C’est sur ses conseils, en sa qualité de ministre de la Défense, que le président Michel Kafando met fin dès novembre aux fonctions de chef d’état-major particulier alors exercé par le général Diendéré. La décision passe comme une lettre à la poste et donne à Zida envie de marquer son territoire face à ses anciens soutiens dans la haute hiérarchie militaire. D’où l’idée de procéder aux affectations auxquelles il a finalement été contraint de renoncer. Le projet de restructuration voire de dissolution du RSP finalement abandonné, lui aussi, procède de la même intention. Que s’est-il alors passé pour que le rapport des forces devienne défavorable à Zida?

Zida affaibli

Le temps faisant son oeuvre, les alliés de la première heure du PM sont retournés à leurs occupations, le laissant seul face au RSP. Les partis sont en effet désormais plus préoccupés par la préparation des échéances électorales que par le maintien d’un axe avec Zida et la Société civile. Comme souvent, la Communauté internationale, qui estime que l’urgence burkinabé est passée, ne peut plus être d’aucun secours pour le PM. Et cela se comprend avec des crises nettement plus pressantes au Burundi, au Soudan du Sud et ailleurs.

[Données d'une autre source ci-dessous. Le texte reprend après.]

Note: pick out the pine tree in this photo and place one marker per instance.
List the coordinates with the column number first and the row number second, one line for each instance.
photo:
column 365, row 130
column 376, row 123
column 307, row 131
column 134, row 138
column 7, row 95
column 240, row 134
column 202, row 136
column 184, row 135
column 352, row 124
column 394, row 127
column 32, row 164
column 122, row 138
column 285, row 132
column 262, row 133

L’affaiblissement de Zida ne peut donc que profiter au RSP qui pousse l’avantage après avoir obtenu gain de cause sur les affectations et sur sa non dissolution. Mais l’enjeu est même bien plus important qu’il n’y parait. En sortant ses muscles, le régiment de la sécurité présidentielle adresse une mise en garde aux autorités judiciaires, si jamais elles souhaitaient demander demain des comptes à ses membres sur des dossiers emblématiques tels que la mort du journaliste Norbert Zongo ou l’assassinant de Thomas Sankara. Le compromis serait alors bien plus difficile à trouver et les nouvelles convulsions pourraient alors mettre en danger la transition censée s’achever en octobre par des législatives et la présidentielle.